SHAPEwarp-web: sequence-agnostic search for structurally homologous RNA regions across databases of chemical probing data

Niek R Scholten,Dennis Haandrikman,Joshua O Tolhuis,Edoardo Morandi,Danny Incarnato
DOI: https://doi.org/10.1093/nar/gkae348
IF: 14.9
2024-05-08
Nucleic Acids Research
Abstract:RNA molecules perform a variety of functions in cells, many of which rely on their secondary and tertiary structures. Chemical probing methods coupled with high-throughput sequencing have significantly accelerated the mapping of RNA structures, and increasingly large datasets of transcriptome-wide RNA chemical probing data are becoming available. Analogously to what has been done for decades in the protein world, this RNA structural information can be leveraged to aid the discovery of structural similarity to a known RNA (or RNA family), which, in turn, can inform about the function of transcripts. We have previously developed SHAPEwarp, a sequence-agnostic method for the search of structurally homologous RNA segments in a database of reactivity profiles derived from chemical probing experiments. In its original implementation, however, SHAPEwarp required substantial computational resources, even for moderately sized databases, as well as significant Linux command line know-how. To address these limitations, we introduce here SHAPEwarp-web, a user-friendly web interface to rapidly query large databases of RNA chemical probing data for structurally similar RNAs. Aside from featuring a completely rewritten core, which speeds up by orders of magnitude the search inside large databases, the web server hosts several high-quality chemical probing databases across multiple species. SHAPEwarp-web is available from https://shapewarp.incarnatolab.com.
biochemistry & molecular biology
What problem does this paper attempt to address?

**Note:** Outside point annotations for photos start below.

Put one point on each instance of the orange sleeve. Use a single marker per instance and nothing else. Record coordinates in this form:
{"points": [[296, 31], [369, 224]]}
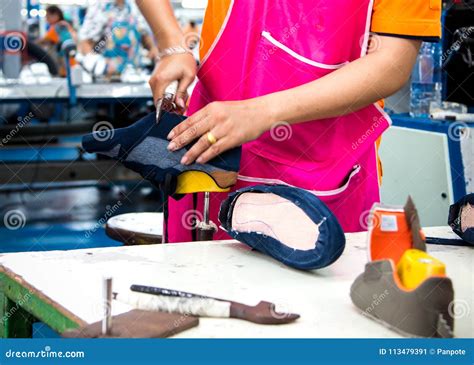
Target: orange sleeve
{"points": [[214, 18], [408, 18]]}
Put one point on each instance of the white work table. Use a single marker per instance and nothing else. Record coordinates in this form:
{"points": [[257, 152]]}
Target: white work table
{"points": [[71, 281]]}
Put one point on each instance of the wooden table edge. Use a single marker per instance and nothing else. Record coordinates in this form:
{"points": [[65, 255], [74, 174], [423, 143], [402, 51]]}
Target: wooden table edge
{"points": [[16, 296]]}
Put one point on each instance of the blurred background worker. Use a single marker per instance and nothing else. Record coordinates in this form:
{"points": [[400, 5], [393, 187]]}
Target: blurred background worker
{"points": [[115, 29], [58, 32]]}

The main problem that this paper attempts to solve is to improve the efficiency and ease - of - use of RNA structure homology search. Specifically, the paper introduces SHAPEwarp - web, a web - based tool for quickly querying structurally similar RNA regions in large RNA chemical probe datasets. Compared with the previous SHAPEwarp tool, SHAPEwarp - web has the following features: 1. **Improved computational efficiency**: By rewriting the core algorithm from Perl to Rust, the new implementation is on average two orders of magnitude faster than the original version. For example, when searching for 50 query sequences 200 nucleotides long on a single thread, the new version only takes about 82 seconds, while the old version takes about 2.9 hours. 2. **User - friendly**: It provides an easy - to - use web interface, allowing users to perform complex search tasks through simple input and parameter settings without the need for professional knowledge of Linux command - line operations. 3. **Rich database support**: SHAPEwarp - web integrates multiple high - quality chemical probe databases, covering RNA structure data of different species, including humans, mice, SARS - CoV - 2, ZIKV, etc. 4. **Advanced features**: In addition to the basic search function, it also provides advanced parameter settings, allowing users to customize search conditions, such as E - value thresholds, matching folding evaluation, etc. The matching folding evaluation function can use the RNAalifold software to generate consistent secondary structure models. Through these improvements, SHAPEwarp - web can help researchers explore structural features in the transcriptome more quickly and conveniently, thereby better understanding the relationship between RNA structure and function.